Listen to your family. That includes paying attention to the observations of others. After I finished driving rehab, my wife said I needed better attention focus. The psychiatrist treating my brain injury prescribed a drug for attention-deficit disorder. It made no difference that I could detect, but my wife said she saw an immediate difference in my ability to keep my attention on the road, which made her feel a lot safer. Your brain injury may have changed you in ways of which you're not aware. You may have needs or deficits that you don't see but are obvious to others.

Exercise. I walk two miles three or four days a week. That relaxes me, helps me sleep, and builds up my strength.

Keep a day-planner. A common result of head injuries is inability to remember. I, too, have short-term memory loss. So write it all down, even the little things. Our trash is picked up early on Monday mornings, so it has to be put out Sunday night. I write that down. I write down haircuts, writer group meetings, and pulpit supply commitments. I plan every day. Before the brain injury, I would sometimes have more than a dozen things I wanted to do in a day and I would often work until I got them all done. Now I've learned that I get overwhelmed and confused if my to-do list has more than four or five items.
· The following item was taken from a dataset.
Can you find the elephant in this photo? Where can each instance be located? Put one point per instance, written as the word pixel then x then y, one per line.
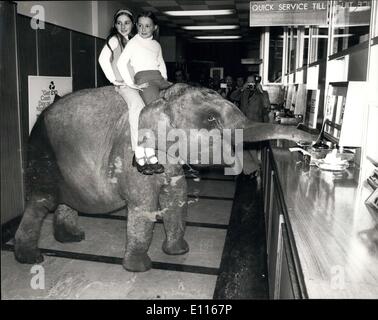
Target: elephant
pixel 80 160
Prioritize. I've learned to sit down every morning and decide what's most important, what's next in importance, and so on. I number each task. Then I write Task #1 on a sticky note and stick it on top of my list of things to do that day. That way, all I see is that one task. When I finish it, I look underneath to remind myself of Task #2. If at day's end I've only completed two things, at least they were the two most important things.

Do it now, and write it down. If something needs to be done, I've learned to do it now. If I can't do it now, I write it in my calendar so I'll be reminded to do it later. A good habit is to look at your calendar first thing every morning to see what you need to do that day. And at the start of your day, move everything you wanted to do yesterday but didn't accomplish over to today or a later day. That way nothing important gets lost.

Learn to do less. I've learned that I may not be able to do big things anymore, so I will do little things in a big way. Since my brain injury, everything takes two or three times as long. I used to run six miles in 48 minutes; now it takes me an hour and a quarter to walk two and a half miles. But I must not forget that when I got out of the hospital it took me three hours.

Don't be afraid to try, or to try and fail.

Don't be ashamed—of yourself, of being in a wheelchair, of your cane or walker, of speaking slowly, of stammering or slurring words, or of a physical deformity. You are what you are. If you do as much as you can with what you've got, that's success.